Monday, February 11, 2008
Is There Something I Should Know?
Duran Duran on A&E’s “Private Sessions”
I’ll admit it. I’m old enough to have been a teenager when “Girls On Film” was all the rage in the 80s. And truth be told, I was a hardcore anti-Duranie. Which is why I was interested in seeing the episode of A&E’s new music and film show “Private Sessions” featuring the band. What was it about the quintet of Simon Le Bon, Nick Rhodes and the three Taylors (Roger, John and Andy) that had inspired all that teen angst?
A&E’s format for “Private Sessions” is fairly standard – something off the new album, followed by a brief chat with the band, followed by an old hit, etc. The camerawork is what you’d expect it to be – lots of close-ups of guitar chords, pull back to lead vocalist Le Bon shaking a tambourine, cut to Nick Rhodes on keyboards, back to John on bass, to Roger on drums, to the gospel-like backup singers, to the notable absence of Andy Taylor who quit. Duran Duran as a whole look and sound their (middle) age, though to their credit seem comfortable wearing those elder statesmen shoes (platforms?). The problem lies in the intimate studio setting that “Private Sessions” affords. Duran Duran were true masters at hiding behind catchy flashiness. Being up close and personal only serves to reveal the band’s lack of substance.

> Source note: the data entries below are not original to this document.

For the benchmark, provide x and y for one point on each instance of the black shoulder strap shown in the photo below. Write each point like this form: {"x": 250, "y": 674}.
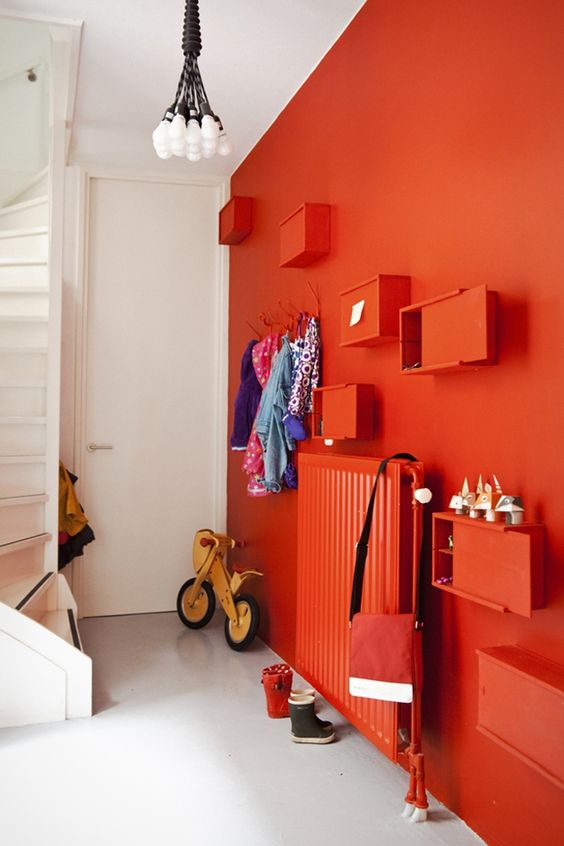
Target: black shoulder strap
{"x": 362, "y": 545}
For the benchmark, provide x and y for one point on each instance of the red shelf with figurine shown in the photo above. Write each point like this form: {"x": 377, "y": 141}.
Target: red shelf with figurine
{"x": 495, "y": 564}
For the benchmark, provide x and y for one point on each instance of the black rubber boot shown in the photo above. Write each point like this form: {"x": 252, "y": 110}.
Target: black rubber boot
{"x": 306, "y": 727}
{"x": 301, "y": 696}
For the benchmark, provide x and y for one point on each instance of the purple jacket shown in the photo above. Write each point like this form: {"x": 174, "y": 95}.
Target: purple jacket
{"x": 246, "y": 401}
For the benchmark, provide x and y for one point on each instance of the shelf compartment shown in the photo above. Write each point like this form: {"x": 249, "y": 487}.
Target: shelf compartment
{"x": 236, "y": 220}
{"x": 455, "y": 331}
{"x": 373, "y": 310}
{"x": 520, "y": 694}
{"x": 343, "y": 412}
{"x": 305, "y": 235}
{"x": 496, "y": 565}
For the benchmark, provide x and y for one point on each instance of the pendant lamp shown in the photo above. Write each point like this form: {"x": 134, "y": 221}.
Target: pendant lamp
{"x": 189, "y": 127}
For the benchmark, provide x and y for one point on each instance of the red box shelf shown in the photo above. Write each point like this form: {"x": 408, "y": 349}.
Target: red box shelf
{"x": 455, "y": 331}
{"x": 498, "y": 565}
{"x": 305, "y": 235}
{"x": 235, "y": 220}
{"x": 374, "y": 307}
{"x": 521, "y": 707}
{"x": 342, "y": 412}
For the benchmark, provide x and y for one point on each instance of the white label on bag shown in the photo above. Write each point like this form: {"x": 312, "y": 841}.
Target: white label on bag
{"x": 388, "y": 691}
{"x": 356, "y": 313}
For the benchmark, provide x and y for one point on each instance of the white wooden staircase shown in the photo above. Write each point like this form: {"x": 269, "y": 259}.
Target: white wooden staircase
{"x": 44, "y": 674}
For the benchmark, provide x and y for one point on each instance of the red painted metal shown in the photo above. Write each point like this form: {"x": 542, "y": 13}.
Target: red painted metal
{"x": 332, "y": 500}
{"x": 235, "y": 220}
{"x": 305, "y": 235}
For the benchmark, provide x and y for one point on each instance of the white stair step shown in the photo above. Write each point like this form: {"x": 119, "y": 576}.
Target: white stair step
{"x": 23, "y": 459}
{"x": 32, "y": 242}
{"x": 12, "y": 495}
{"x": 23, "y": 473}
{"x": 25, "y": 400}
{"x": 33, "y": 212}
{"x": 23, "y": 366}
{"x": 63, "y": 623}
{"x": 23, "y": 272}
{"x": 21, "y": 593}
{"x": 23, "y": 515}
{"x": 12, "y": 544}
{"x": 22, "y": 436}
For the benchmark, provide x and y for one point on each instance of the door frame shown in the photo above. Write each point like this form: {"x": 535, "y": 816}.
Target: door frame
{"x": 80, "y": 182}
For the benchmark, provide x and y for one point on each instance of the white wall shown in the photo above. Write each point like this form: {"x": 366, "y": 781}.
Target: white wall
{"x": 81, "y": 255}
{"x": 24, "y": 105}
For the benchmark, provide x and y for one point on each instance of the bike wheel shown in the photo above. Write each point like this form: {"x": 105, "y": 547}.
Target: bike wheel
{"x": 199, "y": 614}
{"x": 240, "y": 636}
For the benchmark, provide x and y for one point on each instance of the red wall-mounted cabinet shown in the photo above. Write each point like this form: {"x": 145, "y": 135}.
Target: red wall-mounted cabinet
{"x": 497, "y": 565}
{"x": 455, "y": 331}
{"x": 370, "y": 311}
{"x": 235, "y": 220}
{"x": 342, "y": 412}
{"x": 305, "y": 235}
{"x": 521, "y": 707}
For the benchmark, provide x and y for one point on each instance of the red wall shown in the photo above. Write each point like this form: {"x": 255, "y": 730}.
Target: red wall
{"x": 436, "y": 132}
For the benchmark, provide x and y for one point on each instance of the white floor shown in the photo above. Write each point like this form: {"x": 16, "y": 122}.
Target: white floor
{"x": 181, "y": 751}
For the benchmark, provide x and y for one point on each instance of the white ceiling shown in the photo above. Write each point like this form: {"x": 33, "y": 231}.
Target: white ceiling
{"x": 256, "y": 54}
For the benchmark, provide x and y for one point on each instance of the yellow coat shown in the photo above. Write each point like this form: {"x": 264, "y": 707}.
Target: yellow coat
{"x": 71, "y": 516}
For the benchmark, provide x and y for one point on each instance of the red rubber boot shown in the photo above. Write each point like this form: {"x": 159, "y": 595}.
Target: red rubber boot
{"x": 277, "y": 683}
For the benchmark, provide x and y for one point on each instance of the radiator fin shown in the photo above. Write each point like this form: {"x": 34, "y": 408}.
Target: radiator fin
{"x": 332, "y": 500}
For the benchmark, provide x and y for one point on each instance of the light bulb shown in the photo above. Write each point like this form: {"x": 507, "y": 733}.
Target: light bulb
{"x": 193, "y": 133}
{"x": 177, "y": 127}
{"x": 224, "y": 147}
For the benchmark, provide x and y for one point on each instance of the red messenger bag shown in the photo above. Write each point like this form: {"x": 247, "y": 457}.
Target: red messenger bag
{"x": 385, "y": 654}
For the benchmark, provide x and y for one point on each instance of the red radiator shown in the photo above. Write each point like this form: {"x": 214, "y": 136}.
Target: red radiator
{"x": 333, "y": 496}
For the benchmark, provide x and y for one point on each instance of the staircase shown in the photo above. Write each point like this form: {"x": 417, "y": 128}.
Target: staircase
{"x": 45, "y": 674}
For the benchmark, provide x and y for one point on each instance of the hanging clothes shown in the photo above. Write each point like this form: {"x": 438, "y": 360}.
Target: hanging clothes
{"x": 275, "y": 439}
{"x": 74, "y": 531}
{"x": 307, "y": 373}
{"x": 253, "y": 464}
{"x": 246, "y": 402}
{"x": 305, "y": 379}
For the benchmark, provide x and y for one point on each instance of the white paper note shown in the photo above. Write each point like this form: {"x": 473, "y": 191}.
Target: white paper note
{"x": 356, "y": 313}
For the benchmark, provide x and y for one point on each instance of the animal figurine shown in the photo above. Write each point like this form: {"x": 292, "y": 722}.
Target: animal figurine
{"x": 479, "y": 491}
{"x": 463, "y": 500}
{"x": 512, "y": 507}
{"x": 488, "y": 499}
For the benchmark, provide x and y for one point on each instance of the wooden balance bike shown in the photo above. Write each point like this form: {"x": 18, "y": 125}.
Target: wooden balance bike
{"x": 197, "y": 597}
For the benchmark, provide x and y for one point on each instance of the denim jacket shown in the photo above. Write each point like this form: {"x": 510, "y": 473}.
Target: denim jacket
{"x": 274, "y": 437}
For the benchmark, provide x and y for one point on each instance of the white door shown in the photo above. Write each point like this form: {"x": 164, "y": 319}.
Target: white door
{"x": 153, "y": 440}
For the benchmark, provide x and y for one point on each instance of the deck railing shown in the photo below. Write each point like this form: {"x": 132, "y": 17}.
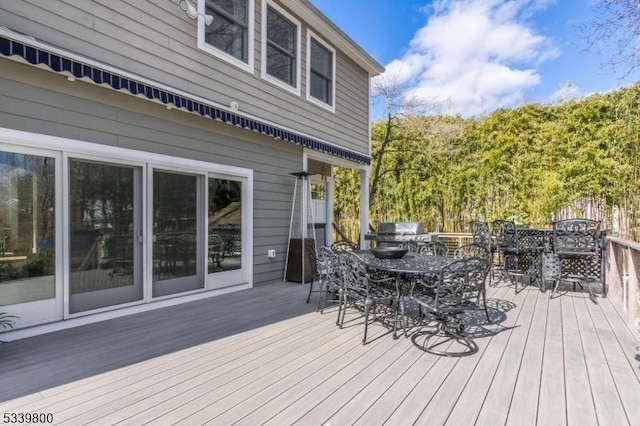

And the overly made up host Lynn Hoffman seems uncomfortable under all those lashes and curls, far too intelligent to be pitching easy, softball questions like “What’s so special about this album?” She looks like she’d rather be working on Anderson Cooper’s show. She flatters rather than investigates. “You guys are always reinventing yourselves.” Say what? Madonna reinvents herself. U2 reinvent themselves. But Duran Duran? The new synthesizer-heavy album “Red Carpet Massacre” sounds straight from ’86 – with lyrics that are just as shallow.
I guess that’s the key to my anti-Duranie-ism. Duran Duran always were the poster boys for superficiality. It showed in their music. One of my favorite 80s bands Erasure, bubblegum pop to the nth degree, had lyrics you could drown your teenage sorrows in. Dead or Alive were fronted by a fabulously subversive, tongue in cheek transvestite. Duran Duran lack irony, are a bunch of pretty straight boys playing it straight. “Girls On Film” and “Notorious,” which they perform on the show, are about as deep as the lead singer himself, who tells of how he came up with the title “Red Carpet Massacre” – then immediately googled it to be sure no one had already used those words. Of course, Le Bon was originally chosen for his look, by a band formed before anyone could play any instruments. “Music is like fashion,” drummer Roger Taylor enthuses. “Duran Duran is a brand,” bassist John Taylor explains, then continues with a comparison to Andy Warhol, to “Tom Ford coming into Gucci.” Unlike Erasure and their ilk, Duran Duran is all about conception, not emotion. Perhaps “Private Sessions” was insightful after all. Maybe Lynn Hoffman was doing the best she could with what she had to work with. She couldn’t exactly ask Nick Rhodes about his views on Islamic radicalism, now could she?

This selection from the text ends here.